This is an automated email from the ASF dual-hosted git repository.
lzljs3620320 pushed a commit to branch master
in repository https://gitbox.apache.org/repos/asf/paimon.git
The following commit(s) were added to refs/heads/master by this push:
new 0ba4b951e1 [core] Support watermark partition markdone mode (#5284)

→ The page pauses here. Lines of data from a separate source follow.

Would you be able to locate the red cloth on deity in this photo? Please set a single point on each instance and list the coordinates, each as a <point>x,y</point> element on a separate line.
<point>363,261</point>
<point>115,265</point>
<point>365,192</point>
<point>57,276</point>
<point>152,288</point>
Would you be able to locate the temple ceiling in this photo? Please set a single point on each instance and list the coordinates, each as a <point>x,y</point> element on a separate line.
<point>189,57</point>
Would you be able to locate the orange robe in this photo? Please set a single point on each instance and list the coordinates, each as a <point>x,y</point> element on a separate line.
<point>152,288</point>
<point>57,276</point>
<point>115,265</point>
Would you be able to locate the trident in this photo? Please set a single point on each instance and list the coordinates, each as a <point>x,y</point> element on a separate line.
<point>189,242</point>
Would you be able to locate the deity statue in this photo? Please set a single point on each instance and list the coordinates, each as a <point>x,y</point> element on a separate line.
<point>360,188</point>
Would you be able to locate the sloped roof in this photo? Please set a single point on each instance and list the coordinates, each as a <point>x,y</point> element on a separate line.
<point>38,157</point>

0ba4b951e1 is described below
commit 0ba4b951e112ccb308e574c46c293e11fab47837
Author: xiangyu0xf <[email protected]>
AuthorDate: Tue Mar 25 15:53:58 2025 +0800
[core] Support watermark partition markdone mode (#5284)
---
.../generated/flink_connector_configuration.html | 6 +
.../apache/paimon/flink/FlinkConnectorOptions.java | 34 ++++
.../flink/sink/partition/PartitionMarkDone.java | 81 +++++++++-
.../sink/partition/PartitionMarkDoneTrigger.java | 29 +++-
.../partition/WatermarkPartitionMarkDoneTest.java | 172 +++++++++++++++++++++
5 files changed, 313 insertions(+), 9 deletions(-)
diff --git
a/docs/layouts/shortcodes/generated/flink_connector_configuration.html
b/docs/layouts/shortcodes/generated/flink_connector_configuration.html
index 85cfdae55d..6c273e91e1 100644
--- a/docs/layouts/shortcodes/generated/flink_connector_configuration.html
+++ b/docs/layouts/shortcodes/generated/flink_connector_configuration.html
@@ -86,6 +86,12 @@ under the License.
<td>Duration</td>
<td>Set a time duration when a partition has no new data after
this time duration, mark the done status to indicate that the data is
ready.</td>
</tr>
+ <tr>
+ <td><h5>partition.mark-done-action.mode</h5></td>
+ <td style="word-wrap: break-word;">process-time</td>
+ <td><p>Enum</p></td>
+ <td>How to trigger partition mark done action.<br /><br />Possible
values:<ul><li>"process-time": Based on the time of the machine, mark the
partition done once the processing time passes period time plus
delay.</li><li>"watermark": Based on the watermark of the input, mark the
partition done once the watermark passes period time plus delay.</li></ul></td>
+ </tr>
<tr>
<td><h5>partition.time-interval</h5></td>
<td style="word-wrap: break-word;">(none)</td>
diff --git
a/paimon-flink/paimon-flink-common/src/main/java/org/apache/paimon/flink/FlinkConnectorOptions.java
b/paimon-flink/paimon-flink-common/src/main/java/org/apache/paimon/flink/FlinkConnectorOptions.java
index a9eaddae69..e63356add8 100644
---
a/paimon-flink/paimon-flink-common/src/main/java/org/apache/paimon/flink/FlinkConnectorOptions.java
+++
b/paimon-flink/paimon-flink-common/src/main/java/org/apache/paimon/flink/FlinkConnectorOptions.java
@@ -356,6 +356,12 @@ public class FlinkConnectorOptions {
.withDescription(
"Allow sink committer and writer operator to be
chained together");
+ public static final ConfigOption<PartitionMarkDoneActionMode>
PARTITION_MARK_DONE_MODE =
+ key("partition.mark-done-action.mode")
+ .enumType(PartitionMarkDoneActionMode.class)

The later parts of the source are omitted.